Pure Inflation and Nominal Interest Rates
26 November 2007 at 11:34 pm stevphel 1 comment
| Steve Phelan |
Can someone with a solid macro background tell me if this paper supports Austrian monetary theory (or not)?
Relative Goods’ Prices and Pure Inflation, by Ricardo Reis and Mark W. Watson, NBER WP 13615, November 2007 [open link]:
Abstract: This paper uses a dynamic factor model for the quarterly changes in consumption goods’ prices to separate them into three components: idiosyncratic relative-price changes, aggregate relative-price changes, and changes in the unit of account.
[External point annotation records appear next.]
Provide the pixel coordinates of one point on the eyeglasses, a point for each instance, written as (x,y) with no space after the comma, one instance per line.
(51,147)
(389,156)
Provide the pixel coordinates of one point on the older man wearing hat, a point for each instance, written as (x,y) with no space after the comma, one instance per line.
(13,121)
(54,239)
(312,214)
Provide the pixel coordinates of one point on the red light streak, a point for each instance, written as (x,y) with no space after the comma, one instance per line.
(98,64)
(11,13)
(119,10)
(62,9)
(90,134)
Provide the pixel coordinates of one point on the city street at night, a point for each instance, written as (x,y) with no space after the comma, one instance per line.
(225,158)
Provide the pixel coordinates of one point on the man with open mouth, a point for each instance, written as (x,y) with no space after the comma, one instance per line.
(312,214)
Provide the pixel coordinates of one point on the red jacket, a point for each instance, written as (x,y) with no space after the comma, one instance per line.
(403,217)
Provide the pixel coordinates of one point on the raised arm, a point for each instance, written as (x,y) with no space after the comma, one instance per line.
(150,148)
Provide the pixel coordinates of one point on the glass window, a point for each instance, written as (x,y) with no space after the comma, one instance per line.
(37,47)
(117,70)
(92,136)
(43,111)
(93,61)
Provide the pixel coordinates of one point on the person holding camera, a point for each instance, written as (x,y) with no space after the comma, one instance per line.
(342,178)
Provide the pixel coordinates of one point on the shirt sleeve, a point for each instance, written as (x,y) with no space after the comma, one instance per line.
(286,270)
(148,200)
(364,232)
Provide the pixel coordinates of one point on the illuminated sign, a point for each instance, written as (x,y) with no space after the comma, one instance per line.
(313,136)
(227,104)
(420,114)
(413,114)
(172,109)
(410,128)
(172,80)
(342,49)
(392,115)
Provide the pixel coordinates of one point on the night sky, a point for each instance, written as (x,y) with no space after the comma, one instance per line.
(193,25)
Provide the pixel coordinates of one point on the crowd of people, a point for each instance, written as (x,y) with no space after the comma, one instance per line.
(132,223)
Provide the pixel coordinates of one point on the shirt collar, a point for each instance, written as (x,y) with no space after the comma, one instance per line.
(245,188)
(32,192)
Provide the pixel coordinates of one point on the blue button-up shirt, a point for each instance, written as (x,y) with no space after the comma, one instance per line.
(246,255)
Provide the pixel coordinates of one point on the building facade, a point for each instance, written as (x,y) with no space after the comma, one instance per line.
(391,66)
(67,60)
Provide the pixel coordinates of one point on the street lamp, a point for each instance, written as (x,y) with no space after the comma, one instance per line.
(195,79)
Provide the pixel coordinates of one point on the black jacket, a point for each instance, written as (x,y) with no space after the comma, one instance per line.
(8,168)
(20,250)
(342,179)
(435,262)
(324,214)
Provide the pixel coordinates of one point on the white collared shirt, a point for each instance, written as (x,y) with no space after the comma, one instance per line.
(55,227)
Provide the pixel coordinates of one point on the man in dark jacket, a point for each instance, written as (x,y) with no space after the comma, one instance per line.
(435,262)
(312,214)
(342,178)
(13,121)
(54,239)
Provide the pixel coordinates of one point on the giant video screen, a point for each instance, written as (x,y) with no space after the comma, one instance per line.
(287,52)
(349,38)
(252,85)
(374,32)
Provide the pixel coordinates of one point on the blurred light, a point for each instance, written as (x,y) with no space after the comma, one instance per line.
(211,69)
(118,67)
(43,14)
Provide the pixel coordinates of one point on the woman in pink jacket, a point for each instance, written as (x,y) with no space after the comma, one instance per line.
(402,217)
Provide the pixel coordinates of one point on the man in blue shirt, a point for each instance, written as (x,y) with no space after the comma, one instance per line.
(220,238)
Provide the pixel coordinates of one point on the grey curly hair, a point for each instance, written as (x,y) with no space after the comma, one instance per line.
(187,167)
The model identifies a measure of “pure” inflation: the common component in goods’ inflation rates that has an equiproportional effect on all prices and is uncorrelated with relative price changes at all dates. The estimates of pure inflation and of the aggregate relative-price components allow us to re-examine three classic macro-correlations. First, we find that pure inflation accounts for 15-20% of the variability in overall inflation, so that most changes in inflation are associated with changes in goods’ relative prices. Second, we find that the Phillips correlation between inflation and measures of real activity essentially disappears once we control for goods’ relative-price changes. Third, we find that, at business-cycle frequencies, the correlation between inflation and money is close to zero, while the correlation with nominal interest rates is around 0.5, confirming previous findings on the link between monetary policy and inflation.
(HT: Mark Thoma at Economist’s View)
Entry filed under: Austrian Economics, Former Guest Bloggers.
1.
Anon | 5 February 2008 at 4:26 am
From the abstract, I am sure it isn’t. Even if Austrian economists have interest in it, the findings will hardly be “surprising”.